Though American Indian reservations comprise just 2 percent of the U.S. land mass, they may contain as much as 20 percent of the nation’s oil, gas and coal reserves worth an estimated $1.5 trillion.

Reuters reported Monday some of Trump’s advisers are suggesting those energy reserves should be freed from federal bureaucracy and put into private hands.

Tribal lands, some 56 million acres, are owned by the federal government not the tribes although members are free to exploit the resources and keep the profits, albeit under federal regulation. The reservations are ruled by tribal councils and treated as sovereign territory.

Protesters successfully blocked the Dakota Access Pipeline from being constructed beneath Lake Oahe at the Standing Rock Sioux reservation. The Army Corps of Engineers refused to issue an easement to allow the construction under the Missouri dam reservoir. Native Americans and activists had argued the pipeline would damage sacred lands and might contaminate the tribe’s water source.

Energy Transfer Partners, which is building the pipeline, said in a joint statement with its partner Sunoco Logistics Partners, it has no intention of exploring an alternate route. The 1,172-mile pipeline except for the 1 mile that was supposed to go beneath Lake Oahe.

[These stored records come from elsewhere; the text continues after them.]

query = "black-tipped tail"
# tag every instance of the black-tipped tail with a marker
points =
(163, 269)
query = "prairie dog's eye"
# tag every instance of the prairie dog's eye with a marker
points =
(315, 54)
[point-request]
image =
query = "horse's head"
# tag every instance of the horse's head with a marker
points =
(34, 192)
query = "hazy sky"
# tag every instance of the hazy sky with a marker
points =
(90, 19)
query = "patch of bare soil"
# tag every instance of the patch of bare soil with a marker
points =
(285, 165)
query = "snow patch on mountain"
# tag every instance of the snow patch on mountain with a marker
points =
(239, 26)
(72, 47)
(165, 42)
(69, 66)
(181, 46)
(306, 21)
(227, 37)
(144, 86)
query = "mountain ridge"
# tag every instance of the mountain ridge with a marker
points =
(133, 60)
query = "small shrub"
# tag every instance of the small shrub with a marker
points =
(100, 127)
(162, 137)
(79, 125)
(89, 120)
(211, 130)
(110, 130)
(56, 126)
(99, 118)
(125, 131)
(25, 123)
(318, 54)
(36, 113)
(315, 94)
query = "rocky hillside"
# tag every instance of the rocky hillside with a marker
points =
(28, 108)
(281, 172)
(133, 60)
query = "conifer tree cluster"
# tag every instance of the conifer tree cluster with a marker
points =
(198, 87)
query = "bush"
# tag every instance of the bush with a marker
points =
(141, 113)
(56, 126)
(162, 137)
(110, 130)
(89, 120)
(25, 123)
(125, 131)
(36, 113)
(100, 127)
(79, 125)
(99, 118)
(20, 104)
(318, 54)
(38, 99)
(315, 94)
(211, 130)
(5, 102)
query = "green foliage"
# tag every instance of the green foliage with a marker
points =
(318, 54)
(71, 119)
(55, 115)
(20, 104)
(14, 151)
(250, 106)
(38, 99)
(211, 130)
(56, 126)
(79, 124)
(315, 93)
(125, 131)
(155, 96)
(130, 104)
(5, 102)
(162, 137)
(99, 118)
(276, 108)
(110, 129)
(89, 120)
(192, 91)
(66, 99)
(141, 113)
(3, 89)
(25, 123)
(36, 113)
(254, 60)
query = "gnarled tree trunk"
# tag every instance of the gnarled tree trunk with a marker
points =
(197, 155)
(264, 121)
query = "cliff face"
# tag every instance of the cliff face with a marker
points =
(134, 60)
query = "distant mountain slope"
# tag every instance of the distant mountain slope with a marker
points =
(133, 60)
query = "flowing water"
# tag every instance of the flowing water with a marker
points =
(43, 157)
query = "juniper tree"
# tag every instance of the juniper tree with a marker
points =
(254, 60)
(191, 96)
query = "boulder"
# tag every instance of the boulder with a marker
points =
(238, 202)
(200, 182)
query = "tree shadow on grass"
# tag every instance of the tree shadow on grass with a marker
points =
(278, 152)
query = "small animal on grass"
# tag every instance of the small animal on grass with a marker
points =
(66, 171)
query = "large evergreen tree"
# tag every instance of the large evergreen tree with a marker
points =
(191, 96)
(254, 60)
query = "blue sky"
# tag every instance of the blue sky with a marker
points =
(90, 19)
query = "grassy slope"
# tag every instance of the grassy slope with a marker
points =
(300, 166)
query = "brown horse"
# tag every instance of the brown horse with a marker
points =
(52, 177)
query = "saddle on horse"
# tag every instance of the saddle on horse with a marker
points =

Protesters told Reuters they expect the Trump administration to try to reverse the corps’ decision.

Though some tribal leaders favor the idea of privatizing tribal land resources, others charge it would violate tribal self-determination and culture.

"Our spiritual leaders are opposed to the privatization of our lands, which means the commoditization of the nature, water, air we hold sacred," Tom Goldtooth, a member of both the Navajo and the Dakota tribes, told Reuters. "Privatization has been the goal since colonization – to strip Native Nations of their sovereignty."

A 2015 Government Accountability Office report found widespread mismanagement by the Bureau of Indian Affairs, jeopardizing projects by taking as long as eight years to review documents. As a result, the report found, “Indian energy resources hold significant potential for development but remain largely undeveloped.

"We should take tribal land away from public treatment," Cherokee tribe member Rep. Markwayne Mullin, R-Okla., who co-chairs Trump’s Native American Affairs Coalition, told Reuters. "As long as we can do it without unintended consequences, I think we will have broad support around Indian country."

Rep. Benjamin Nageak, D-Alaska, who was born in the Arctic National Wildlife Refuge, said in a 2015 video it’s wrong to make it so difficult for tribes to develop resources on their reservations, some of the poorest areas in the country.

The reservation system grew out of the treaties of 1778 and 1871 that ended wars between Native Americans and European settlers.

"The time it takes to go from lease to production is three times longer on trust lands than on private land," Mark Fox, chairman of the Three Affiliated Tribes in Forth Berthold, North Dakota, told Reuters.

"If privatizing has some kind of a meaning that rights are given to private entities over tribal land, then that is worrying. But if it has to do with undoing federal burdens that can occur, there might be some justification."

Trump said during the campaign he wanted to increase oil and gas production, as well as eliminate much of the nation's regulatory regime.